Perché la guerra massacra la povera gente, ma chi ha i soldi, chi può permettersi di investire, di scegliere la spiaggia con tutti gli optional possibili, non smette di muoversi, di viaggiare. Di comprare.

Ed è quello che sta accadendo in queste ultime settimane e che probabilmente andrà in scena anche nei prossimi mesi. E così in Versilia il numero delle famiglie arabe e russe (ma non è nemmeno trascurabile su questo versante la presenza ucraina) in assetto da vacanza o addirittura da soggiorno semi-permanente, continua a crescere.

«Nonostante le guerre in corso non abbiamo, a oggi, registrato disdette fra la clientela araba. Anzi. Analogo discorso – le parole di Mario Cambiaggio, amministratore delegato del Twiga passato due anni fa di proprietà da Flavio Briatore alla società di mr Luxottica Leonardo Maria Del Vecchio – lo possiamo fare per la clientela russa. Da tempo presente sulla nostra spiaggia e nel nostro ristorante».

Una stagione al Twiga vista mare, con tenda e arredi da spiaggia griffati Dolce&Gabbana, può arrivare a costare 20mila euro mentre per la sola tenda imperiale, in agosto, si spendono fino a 1500 euro al giorno. E a livello prenotazioni e richieste lo stabilimento balneare è, quasi, al tutto esaurito come contratti stagionali. Un caso isolato il tariffario del Twiga? No perché anche altri stabilimenti balneari, in particolare quelli di Forte dei Marmi, ricalcano il locale di Del Vecchio. Un litorale ovviamente non solo per ricchi, quello versiliese perché soluzioni molto più economiche si trovano anche a due passi dal Twiga o dal nuovo Tala Beach firmato da Dimitri Kunz e Daniela Santanché in zona Fiumetto.

Ma è un dato di fatto poco contestabile che il lusso, volgarmente ostentato o sobriamente celato, da queste parti è di casa.

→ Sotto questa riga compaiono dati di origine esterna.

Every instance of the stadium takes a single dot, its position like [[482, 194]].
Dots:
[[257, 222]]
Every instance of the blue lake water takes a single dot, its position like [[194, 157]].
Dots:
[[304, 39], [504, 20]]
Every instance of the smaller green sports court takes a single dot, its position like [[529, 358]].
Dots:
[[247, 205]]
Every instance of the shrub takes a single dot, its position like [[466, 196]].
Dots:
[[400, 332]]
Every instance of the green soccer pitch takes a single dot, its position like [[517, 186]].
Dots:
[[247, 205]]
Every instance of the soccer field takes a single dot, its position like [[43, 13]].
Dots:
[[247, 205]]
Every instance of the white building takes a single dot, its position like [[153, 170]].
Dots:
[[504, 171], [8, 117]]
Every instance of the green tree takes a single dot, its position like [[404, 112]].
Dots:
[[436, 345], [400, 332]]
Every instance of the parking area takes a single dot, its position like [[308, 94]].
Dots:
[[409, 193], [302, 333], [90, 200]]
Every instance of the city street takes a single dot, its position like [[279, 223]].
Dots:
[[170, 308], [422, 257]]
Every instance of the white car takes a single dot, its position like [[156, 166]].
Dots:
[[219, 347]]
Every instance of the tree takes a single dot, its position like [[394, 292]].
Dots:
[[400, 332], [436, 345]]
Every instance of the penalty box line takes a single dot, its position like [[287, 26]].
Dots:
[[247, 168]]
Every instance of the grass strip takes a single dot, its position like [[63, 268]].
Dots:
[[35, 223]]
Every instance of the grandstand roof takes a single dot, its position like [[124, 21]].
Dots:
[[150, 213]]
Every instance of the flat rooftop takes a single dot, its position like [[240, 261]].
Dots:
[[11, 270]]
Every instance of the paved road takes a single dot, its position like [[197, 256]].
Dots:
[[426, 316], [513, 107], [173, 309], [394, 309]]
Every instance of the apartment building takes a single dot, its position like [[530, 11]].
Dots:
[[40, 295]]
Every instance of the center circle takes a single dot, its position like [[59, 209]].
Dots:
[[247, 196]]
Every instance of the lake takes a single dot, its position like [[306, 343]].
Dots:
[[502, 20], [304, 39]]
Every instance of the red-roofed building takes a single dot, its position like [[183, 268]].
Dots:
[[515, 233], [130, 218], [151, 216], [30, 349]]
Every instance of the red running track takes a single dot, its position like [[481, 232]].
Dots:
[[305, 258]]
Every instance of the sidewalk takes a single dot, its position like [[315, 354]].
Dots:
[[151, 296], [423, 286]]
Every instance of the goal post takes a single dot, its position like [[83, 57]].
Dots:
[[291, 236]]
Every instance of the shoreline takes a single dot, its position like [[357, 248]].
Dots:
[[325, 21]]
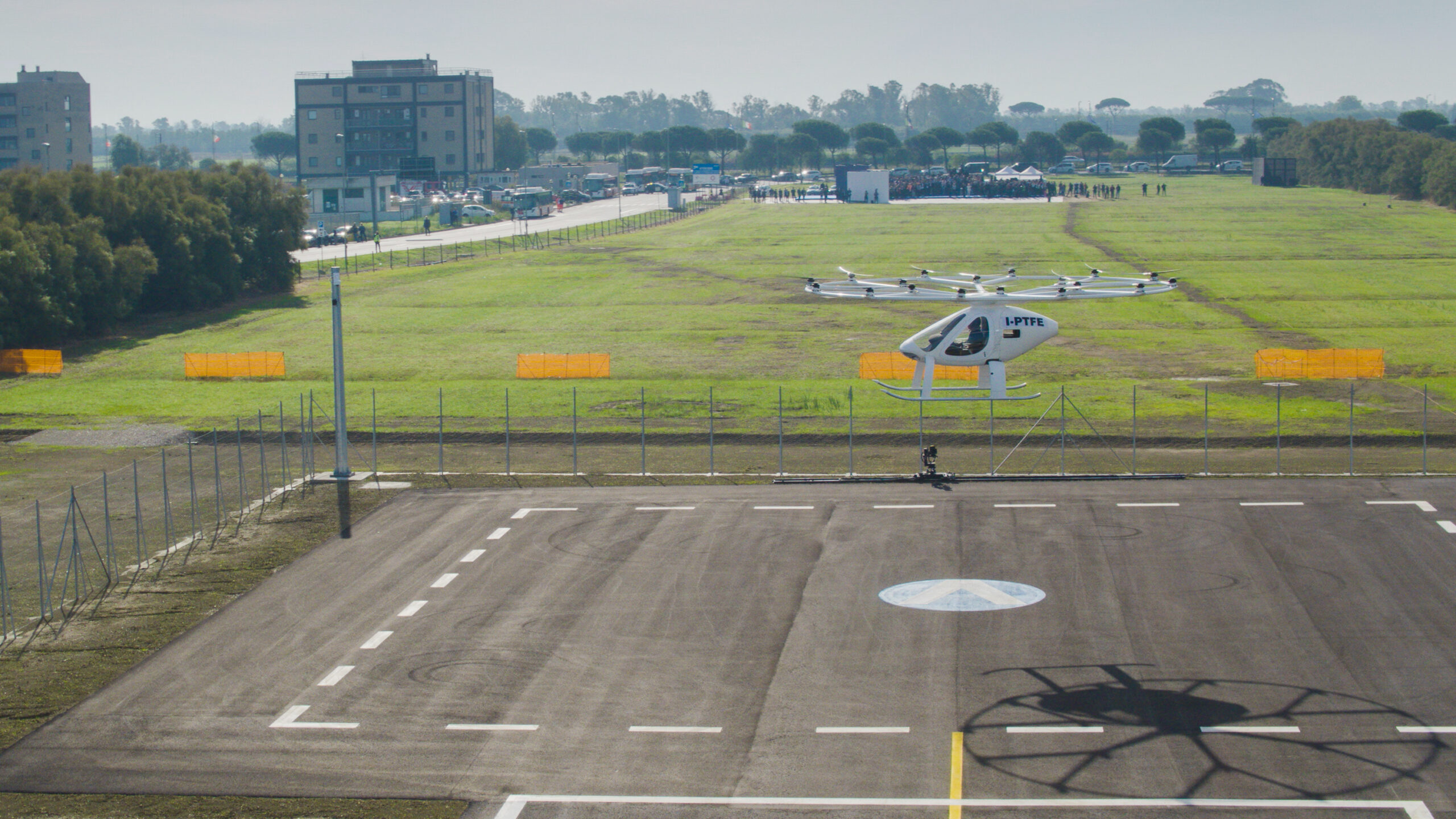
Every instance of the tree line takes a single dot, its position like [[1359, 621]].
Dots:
[[81, 251]]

«Negli ultimi mesi – le parole di un agente immobiliare – ho avuto diversi contatti con referenti di importanti clienti arabi intenzionati a investire sia nel settore alberghiero che in quello edilizio. La guerra in corso non ha cambiato assolutamente questa tendenza: alcuni di loro stanno facendo il percorso inverso, Dubai-Versilia».

Per un litorale che si prepara ad accogliere, proprio perché la guerra in Medio Oriente e la crisi energetica impongono strategie vacanziere alternative, anche un numero importante di famiglie italiane solitamente più propense ai soggiorni esteri, Dubai inclusa. Il bilancio sulle prenotazioni si farà fra qualche settimana, ma gli indicatori del periodo sono decisamente incoraggianti per il turismo locale e Pasqua sarà un primo “tagliando” di quello che ci aspetta nei prossimi mesi alla voce clientela tradizionale. Per i “grandi ricchi” il quadro sembra, invece, già fin troppo chiaro.